COIN2DOSE intervention: From one-week post-randomization to the 12-week study visit,
youth randomized to this treatment arm will receive personalized feedback via monetary
incentives for dosing insulin at mealtimes. We will define mealtimes based on hour of the
day and the presence of a carbohydrate entry associated with the insulin bolus. Breakfast
will be 0600-1000, lunch will be 1100-1500, and dinner will be 1600-2000. Thus, we will
reimburse youth per mealtime with at least one meal-associated (carbohydrate-associated)
insulin bolus completed. We will offer the opportunity for youth to earn a bonus
reimbursement for weeks during which they achieve at least 5 days of 3 mealtime insulin
boluses. Finally, we will pay youth per week for sharing their insulin use data at least
two times per week with the study team during the three-month treatment phase.

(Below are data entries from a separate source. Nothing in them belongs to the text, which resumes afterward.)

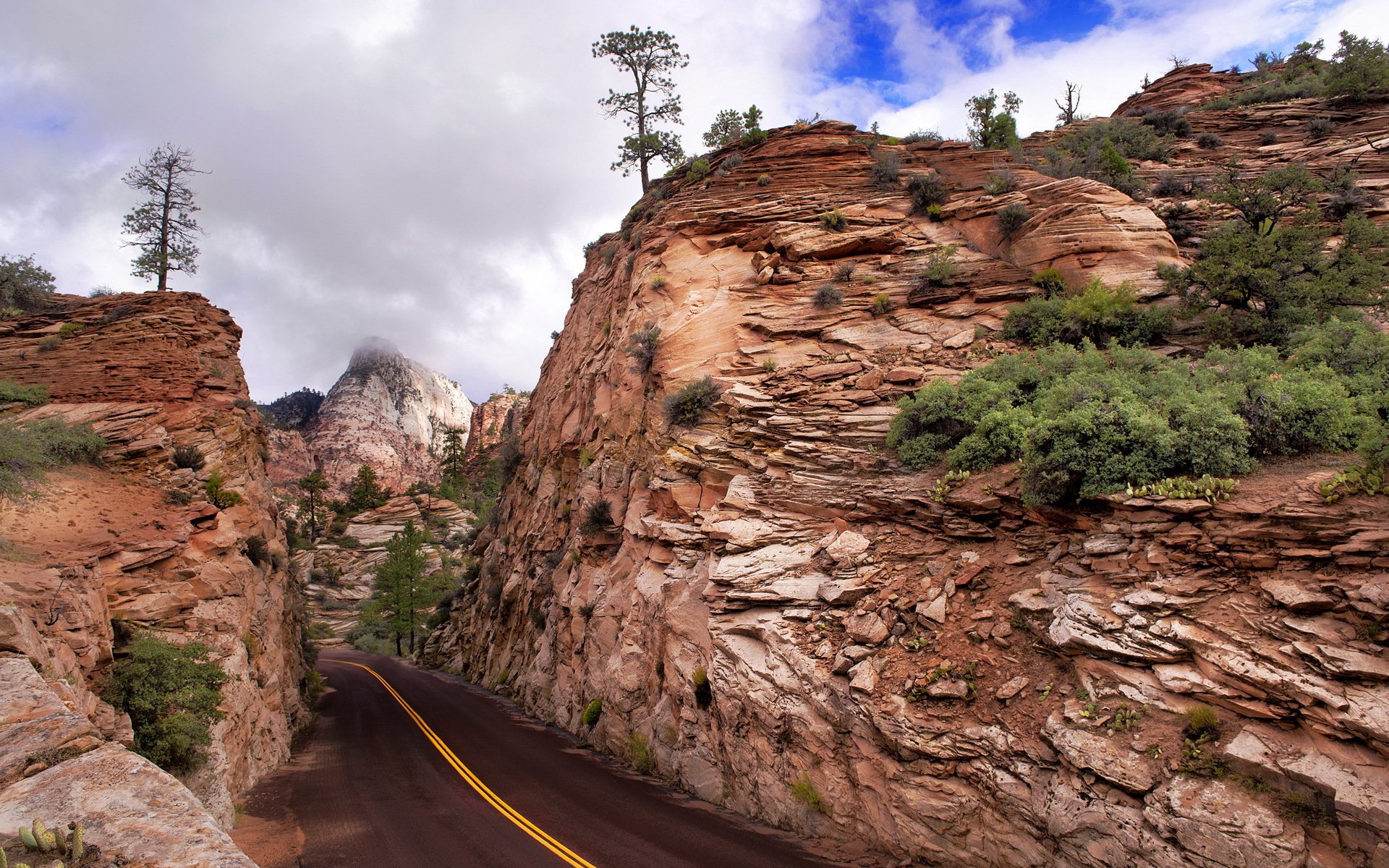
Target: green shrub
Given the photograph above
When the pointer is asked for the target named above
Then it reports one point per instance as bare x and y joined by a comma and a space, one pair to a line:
598, 517
30, 396
1097, 312
688, 406
833, 221
828, 296
188, 457
803, 791
1087, 422
28, 449
703, 689
1011, 218
173, 696
24, 285
641, 346
218, 496
927, 191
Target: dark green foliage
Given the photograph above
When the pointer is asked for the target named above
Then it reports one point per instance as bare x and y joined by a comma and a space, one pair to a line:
927, 191
641, 346
28, 449
688, 406
1359, 69
218, 496
1088, 422
163, 226
1168, 122
24, 285
30, 396
188, 457
886, 170
1263, 199
649, 56
256, 550
598, 519
828, 296
833, 221
1011, 218
365, 493
1097, 312
173, 696
1271, 284
703, 689
990, 125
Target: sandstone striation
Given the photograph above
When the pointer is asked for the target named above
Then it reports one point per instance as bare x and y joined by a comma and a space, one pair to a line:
963, 679
385, 412
134, 543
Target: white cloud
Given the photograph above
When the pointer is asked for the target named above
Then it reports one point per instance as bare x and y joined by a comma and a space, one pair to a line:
430, 171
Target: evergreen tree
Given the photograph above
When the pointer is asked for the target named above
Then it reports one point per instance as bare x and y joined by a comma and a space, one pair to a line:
163, 226
649, 56
313, 485
399, 585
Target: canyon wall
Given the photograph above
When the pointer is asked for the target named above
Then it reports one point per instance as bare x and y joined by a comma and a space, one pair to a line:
807, 634
134, 543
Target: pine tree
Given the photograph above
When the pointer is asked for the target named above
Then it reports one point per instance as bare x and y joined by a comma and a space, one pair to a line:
163, 226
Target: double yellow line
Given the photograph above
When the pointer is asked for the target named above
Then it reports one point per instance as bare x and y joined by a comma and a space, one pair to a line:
506, 810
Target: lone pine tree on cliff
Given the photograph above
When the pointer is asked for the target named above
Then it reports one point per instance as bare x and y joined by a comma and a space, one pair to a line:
649, 56
163, 226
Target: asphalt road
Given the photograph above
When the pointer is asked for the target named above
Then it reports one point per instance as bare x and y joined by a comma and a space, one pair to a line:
370, 788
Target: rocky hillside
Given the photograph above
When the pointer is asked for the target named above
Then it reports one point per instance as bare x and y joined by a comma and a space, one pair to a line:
809, 634
385, 412
134, 543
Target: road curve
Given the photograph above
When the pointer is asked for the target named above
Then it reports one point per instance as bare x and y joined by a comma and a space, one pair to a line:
370, 788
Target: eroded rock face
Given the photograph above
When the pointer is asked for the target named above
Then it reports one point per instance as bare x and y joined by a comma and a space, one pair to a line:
966, 681
137, 542
385, 412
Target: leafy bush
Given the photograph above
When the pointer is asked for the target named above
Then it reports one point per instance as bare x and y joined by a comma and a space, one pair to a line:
173, 696
598, 519
927, 191
30, 396
641, 346
1359, 69
1011, 218
828, 296
24, 285
1088, 422
1097, 312
28, 449
833, 221
218, 496
803, 791
886, 170
1001, 184
703, 689
188, 457
688, 406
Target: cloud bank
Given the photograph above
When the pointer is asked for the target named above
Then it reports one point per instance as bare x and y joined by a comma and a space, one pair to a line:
430, 170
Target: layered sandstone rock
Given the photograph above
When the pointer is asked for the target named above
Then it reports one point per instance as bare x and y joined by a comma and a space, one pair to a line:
135, 542
385, 412
963, 679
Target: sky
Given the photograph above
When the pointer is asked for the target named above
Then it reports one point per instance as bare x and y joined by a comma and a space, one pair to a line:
428, 171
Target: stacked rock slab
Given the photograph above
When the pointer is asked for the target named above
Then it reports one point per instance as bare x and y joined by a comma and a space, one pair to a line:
961, 679
134, 543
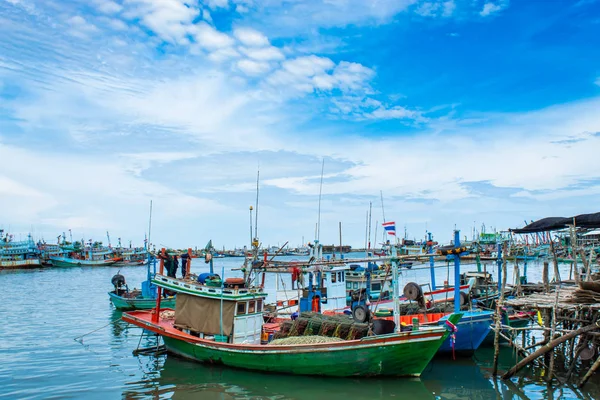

LOAN2DOSE intervention: From one-week post-randomization to the 12-week study visit,
youth randomized to this treatment arm will receive personalized feedback via monetary
deductions from a virtual bank of $210 for missed doses of insulin at mealtimes. We will
define mealtimes based on hour of the day and the presence of a carbohydrate entry
associated with the insulin bolus. According to the methodology for calculating BOLUS(1)
breakfast will be 0600-1000, lunch will be 1100-1500, and dinner will be 1600-2000. Thus,
we will deduct $0.50 per mealtime with at least one meal-associated
(carbohydrate-associated) insulin bolus missed (maximum -$1.50/day). Youth can also lose
an additional amount of up to $5.00/week for weeks during which they don't achieve at
least 5 days of 3 mealtime insulin boluses. Finally, we will deduct the virtual account
up to $2.00 per week for failing to share their insulin use data at least two times per
week with the study team during the three-month treatment phase (maximum deduction of
$24.00). Therefore, maximum total deductions is $210.